How can you say the country is doing well? Just because the figures look good, it doesn’t mean we are doing well. You can have a 7% or 8% growth rate, you can say the economy is growing, but the growth is mostly dependent not on the productive resources but on Government expenditure. The Government borrows and pumps in large amount of money and then shows there is high growth rate. There is only one sector that is growing – the telecommunication sector – because huge investments are taking place in that sector. This doesn’t mean there is equal growth in the economy.

Q: Although you protested against appointing a Parliamentary select committee to solve the national issue, the Government is going ahead with the appointments. What are your views on this move?
A: The decision we made for not being involved in that process is quite right. When the war was going on, the Government was very elusive. They never updated the opposition on what was actually happening. As a result there are numerous allegations internationally. Now the Government has made statements in the last two years after the war, in different places; inside Sri Lanka and outside Sri Lanka.

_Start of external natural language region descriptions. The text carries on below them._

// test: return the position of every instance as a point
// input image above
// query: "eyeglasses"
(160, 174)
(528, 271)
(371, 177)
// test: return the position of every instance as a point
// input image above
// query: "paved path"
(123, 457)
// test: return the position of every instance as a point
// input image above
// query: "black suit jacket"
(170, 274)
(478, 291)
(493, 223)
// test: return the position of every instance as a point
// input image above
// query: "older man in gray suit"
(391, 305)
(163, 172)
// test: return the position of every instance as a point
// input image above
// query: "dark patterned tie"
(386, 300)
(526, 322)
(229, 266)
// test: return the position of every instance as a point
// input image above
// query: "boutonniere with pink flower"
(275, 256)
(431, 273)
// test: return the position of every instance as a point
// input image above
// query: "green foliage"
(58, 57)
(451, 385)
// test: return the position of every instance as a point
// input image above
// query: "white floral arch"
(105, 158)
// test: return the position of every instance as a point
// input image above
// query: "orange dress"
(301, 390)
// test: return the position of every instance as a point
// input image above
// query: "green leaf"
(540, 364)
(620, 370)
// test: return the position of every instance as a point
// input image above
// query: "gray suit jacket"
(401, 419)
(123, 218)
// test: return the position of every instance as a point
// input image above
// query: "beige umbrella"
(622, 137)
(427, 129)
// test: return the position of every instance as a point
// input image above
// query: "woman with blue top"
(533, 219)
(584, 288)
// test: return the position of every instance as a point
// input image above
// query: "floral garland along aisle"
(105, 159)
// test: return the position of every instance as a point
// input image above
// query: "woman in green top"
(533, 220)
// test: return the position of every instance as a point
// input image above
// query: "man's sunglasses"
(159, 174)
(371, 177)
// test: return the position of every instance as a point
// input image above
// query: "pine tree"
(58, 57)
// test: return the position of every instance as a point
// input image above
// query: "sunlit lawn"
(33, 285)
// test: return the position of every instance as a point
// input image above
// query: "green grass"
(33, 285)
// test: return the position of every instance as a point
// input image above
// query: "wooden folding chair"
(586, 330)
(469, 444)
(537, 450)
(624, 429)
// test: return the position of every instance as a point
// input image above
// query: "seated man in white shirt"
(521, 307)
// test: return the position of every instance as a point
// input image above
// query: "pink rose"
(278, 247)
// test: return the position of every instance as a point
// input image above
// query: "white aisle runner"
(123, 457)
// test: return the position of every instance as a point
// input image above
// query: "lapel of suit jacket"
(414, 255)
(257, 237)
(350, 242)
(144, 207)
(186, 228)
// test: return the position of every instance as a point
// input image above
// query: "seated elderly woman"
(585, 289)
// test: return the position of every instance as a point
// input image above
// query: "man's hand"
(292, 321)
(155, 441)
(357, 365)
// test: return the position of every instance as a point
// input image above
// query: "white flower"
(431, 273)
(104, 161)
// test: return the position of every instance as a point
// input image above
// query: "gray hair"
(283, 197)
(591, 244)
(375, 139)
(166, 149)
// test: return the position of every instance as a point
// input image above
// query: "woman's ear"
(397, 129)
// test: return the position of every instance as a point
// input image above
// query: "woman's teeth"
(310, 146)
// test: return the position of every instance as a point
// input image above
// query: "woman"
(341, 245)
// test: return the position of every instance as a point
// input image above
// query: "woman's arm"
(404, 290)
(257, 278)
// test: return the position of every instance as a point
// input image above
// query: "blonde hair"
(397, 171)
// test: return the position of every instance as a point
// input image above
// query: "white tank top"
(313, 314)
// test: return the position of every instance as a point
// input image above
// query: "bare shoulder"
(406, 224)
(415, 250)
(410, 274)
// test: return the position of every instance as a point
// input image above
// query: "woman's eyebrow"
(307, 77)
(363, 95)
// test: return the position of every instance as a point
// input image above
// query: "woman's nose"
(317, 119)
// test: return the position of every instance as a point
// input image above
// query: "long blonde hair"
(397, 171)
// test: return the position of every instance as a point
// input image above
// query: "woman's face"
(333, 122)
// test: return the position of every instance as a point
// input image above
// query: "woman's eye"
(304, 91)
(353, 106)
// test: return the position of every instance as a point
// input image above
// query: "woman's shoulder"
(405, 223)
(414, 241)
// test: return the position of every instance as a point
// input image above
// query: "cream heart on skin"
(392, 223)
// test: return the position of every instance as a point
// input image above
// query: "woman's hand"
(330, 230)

In India there are many forums saying that Sri Lanka is going to give a political solution. At one time they were talking about the 13th Amendment. They have been making vague statements without even referring those things from the opposition. They went to India and said they will have the 13th Amendment plus, but they never discussed this matter in Parliament. Why on earth should we get involved and discuss the matter now?
First of all the Government must make a stand and come up with a proposal. Then it must be discussed in Parliament. After discussing in Parliament, which is the rightful place, which has the representation of the people, then it should go before the people. But before this is done, the Government goes and makes promises all over the world. Therefore the UNP has taken the right stand and if the Government is still going ahead with it, it will be just a one-sided affair. We will not support it.